Operation Description
map() Applies a function to each element and returns a new RDD.
flatMap() Applies a function to each element, flattens the results, and returns a new RDD.
filter() Returns a new RDD containing only elements for which the function returns true.
distinct() Returns a new RDD with duplicate elements removed.
union() Returns a new RDD containing all elements from both RDDs.
intersection() Returns a new RDD containing only elements present in both RDDs.
subtract() Returns a new RDD with elements from the second RDD removed.
cartesian() Returns a new RDD with the Cartesian product of both RDDs.

Actions

Operation Description
collect() Returns all elements of the RDD to the driver.
count() Returns the number of elements in the RDD.
countByValue() Returns the number of times that each element appears in an RDD.
reduce() Aggregates all elements in an RDD, such as calculating the sum.
fold(0)(func) Like reduce(), but uses a zero value as the initial value.
aggregate(0)(seqOp, combOp) Like reduce(), but the return type can differ from the element type.
foreach(func) Applies a function to each element of an RDD.
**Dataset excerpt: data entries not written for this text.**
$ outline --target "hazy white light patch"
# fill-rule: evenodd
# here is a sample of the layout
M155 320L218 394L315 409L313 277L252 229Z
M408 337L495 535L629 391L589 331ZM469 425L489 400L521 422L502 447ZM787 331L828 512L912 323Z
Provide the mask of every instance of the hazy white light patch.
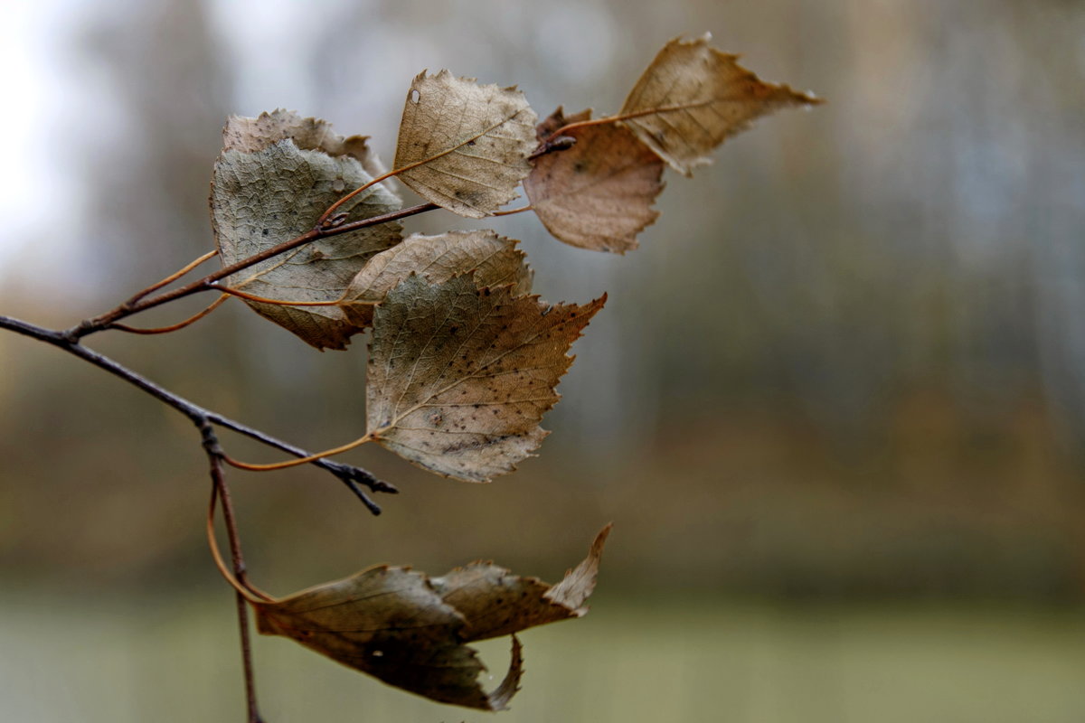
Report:
M311 115L315 99L309 57L316 28L329 22L339 0L218 0L210 21L229 49L235 112L255 115L285 107Z
M587 3L546 5L535 21L536 53L548 72L569 83L592 85L610 72L614 59L614 18Z
M69 5L64 0L8 3L0 23L0 114L4 173L0 176L0 271L34 238L44 212L41 199L63 197L71 189L50 168L50 106L63 90L52 59L60 53L56 23ZM50 208L55 210L53 204Z

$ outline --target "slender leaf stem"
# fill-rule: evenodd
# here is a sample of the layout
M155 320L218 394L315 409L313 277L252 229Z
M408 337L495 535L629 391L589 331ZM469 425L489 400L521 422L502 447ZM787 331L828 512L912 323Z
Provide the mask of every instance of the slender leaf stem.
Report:
M321 457L332 456L334 454L342 454L348 450L353 450L356 447L361 447L367 442L373 441L374 437L367 434L365 437L360 437L353 442L347 442L340 447L334 447L330 450L324 450L323 452L317 452L307 457L302 457L299 460L286 460L285 462L271 462L268 464L252 464L248 462L238 462L237 460L231 460L228 456L224 456L222 460L231 467L237 467L238 469L248 469L250 472L270 472L272 469L285 469L288 467L296 467L299 464L306 464L307 462L314 462Z
M107 311L100 317L94 317L93 319L86 319L80 323L76 324L72 328L64 332L64 337L69 341L78 341L84 336L94 334L97 332L110 328L115 322L130 317L140 311L146 311L148 309L153 309L154 307L162 306L169 301L175 301L177 299L190 296L191 294L196 294L206 291L216 291L215 282L226 279L239 271L244 271L248 267L266 261L270 258L279 256L280 254L285 254L289 250L293 250L298 246L304 246L305 244L318 241L320 238L328 238L330 236L336 236L344 233L349 233L352 231L359 231L361 229L368 229L369 227L380 225L381 223L388 223L391 221L397 221L409 216L414 216L417 214L424 214L426 211L432 211L438 208L436 204L419 204L417 206L411 206L409 208L401 208L397 211L392 211L390 214L382 214L380 216L373 216L367 219L358 219L357 221L352 221L349 223L341 223L336 227L331 228L314 228L299 236L295 236L290 241L284 241L281 244L267 248L259 254L254 254L248 258L242 259L237 263L231 263L226 266L215 273L208 274L203 279L197 279L190 284L180 286L170 292L153 296L151 298L143 298L149 293L148 289L143 289L132 298L128 299L116 309ZM159 282L161 283L161 282ZM153 291L153 287L148 287Z
M269 299L266 296L257 296L256 294L250 294L248 292L243 292L240 288L230 288L229 286L222 286L221 284L216 284L215 288L222 292L222 294L228 294L230 296L237 296L241 299L248 299L250 301L258 301L259 304L275 304L281 307L334 307L339 306L339 300L335 301L288 301L286 299Z
M215 500L217 498L222 501L222 519L226 522L226 534L230 542L230 559L233 564L233 577L238 582L244 584L245 558L241 553L241 535L238 533L238 519L233 514L233 502L230 499L230 490L226 486L226 478L222 475L222 462L218 452L218 440L215 438L215 431L209 424L202 431L204 434L204 448L207 451L207 461L210 464L212 478L212 505L208 513L208 527L214 525ZM218 554L217 545L214 544L214 529L210 529L210 535L216 563L222 569L225 566L222 565L221 556ZM240 588L234 590L233 595L238 608L238 632L241 637L241 667L245 679L247 723L264 723L256 702L256 674L253 670L253 644L252 631L248 625L247 596L241 592Z
M190 326L196 323L197 321L209 314L212 311L222 306L229 298L230 298L229 294L222 294L222 296L212 301L212 304L200 313L193 314L188 319L186 319L184 321L177 322L176 324L170 324L169 326L141 328L139 326L129 326L128 324L111 324L110 328L115 328L118 332L128 332L129 334L168 334L170 332L176 332L184 328L186 326Z

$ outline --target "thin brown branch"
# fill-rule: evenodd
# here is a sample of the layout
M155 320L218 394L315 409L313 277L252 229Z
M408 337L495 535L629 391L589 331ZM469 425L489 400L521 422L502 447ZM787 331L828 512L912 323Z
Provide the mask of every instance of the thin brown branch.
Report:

Example: calculate total line length

This example reads a text file from HDFS, uses a map transformation to get the length of each line, and uses a reduce action to sum those lengths.

Step 1: Upload the data file

  1. Log on to the master node via SSH.

  2. Create a file named data.txt with the following content:

    Hello Spark
    This is a test file
    1234567890
  3. Upload the file to HDFS:

    hadoop fs -put data.txt /user/root/

Step 2: Start the Spark shell

spark-shell

Step 3: Calculate total line length

Run the following in the shell:

val lines = sc.textFile("data.txt")
val lineLengths = lines.map(s => s.length)
val totalLength = lineLengths.reduce((a, b) => a + b)

Here is what each line does:

  • val lines = sc.textFile("data.txt") — creates a base RDD pointing to the file. The file is not read yet; lines is merely a pointer.

  • val lineLengths = lines.map(s => s.length) — defines a transformation that will compute each line's length. Nothing runs at this point.

  • val totalLength = lineLengths.reduce((a, b) => a + b) — this is an action. Spark reads the file, applies the map, and runs the reduction across the cluster.